Partially Optimal Edge Fault-Tolerant Spanners

TL;DR

This paper improves bounds on the size of edge fault-tolerant spanners in graphs, nearly matching known lower bounds and distinguishing between edge and vertex fault resilience.

Contribution

It provides nearly tight upper bounds for edge fault-tolerant spanners, separating their properties from vertex fault-tolerant spanners, and analyzes a fault-tolerant greedy algorithm.

Findings

New upper bounds for edge fault-tolerant spanners for odd and even k.

Analysis of a fault-tolerant greedy algorithm with exponential time complexity.
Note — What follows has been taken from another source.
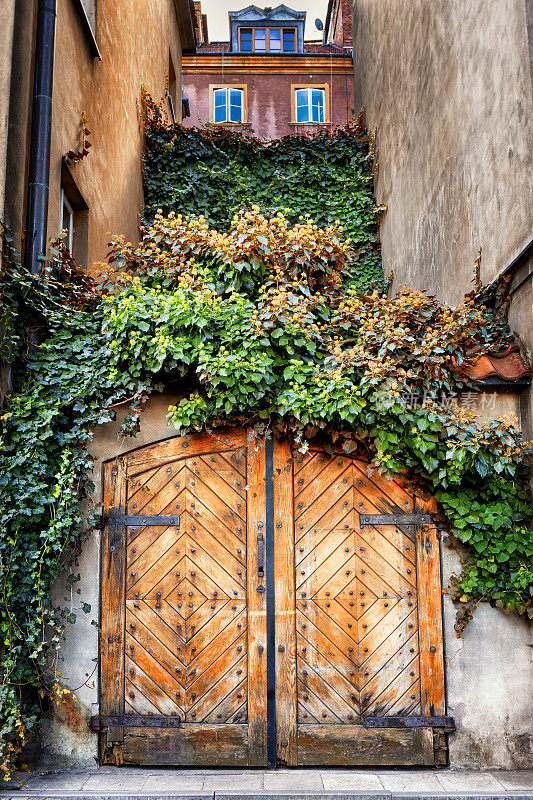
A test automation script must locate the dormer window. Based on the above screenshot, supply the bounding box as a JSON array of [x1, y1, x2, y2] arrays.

Existence of a polynomial-time algorithm with slightly larger spanners.

Abstract

Recent work has established that, for every positive integer $k$, every $n$-node graph has a $(2k-1)$-spanner on $O(f^{1-1/k} n^{1+1/k})$ edges that is resilient to $f$ edge or vertex faults. For vertex faults, this bound is tight. However, the case of edge faults is not as well understood: the best known lower bound for general $k$ is $\Omega(f^{\frac12 - \frac{1}{2k}} n^{1+1/k} +fn)$. Our main result is to nearly close this gap with an improved upper bound, thus separating the cases of edge and vertex faults. For odd $k$, our new upper bound is $O_k(f^{\frac12 - \frac{1}{2k}} n^{1+1/k} + fn)$, which is tight up to hidden $poly(k)$ factors. For even $k$, our new upper bound is $O_k(f^{1/2} n^{1+1/k} +fn)$, which leaves a gap of $poly(k) f^{1/(2k)}$. Our proof is an analysis of the fault-tolerant greedy algorithm, which requires exponential time, but we also show that there is a polynomial-time algorithm which creates edge fault tolerant spanners that are larger only by factors of $k$.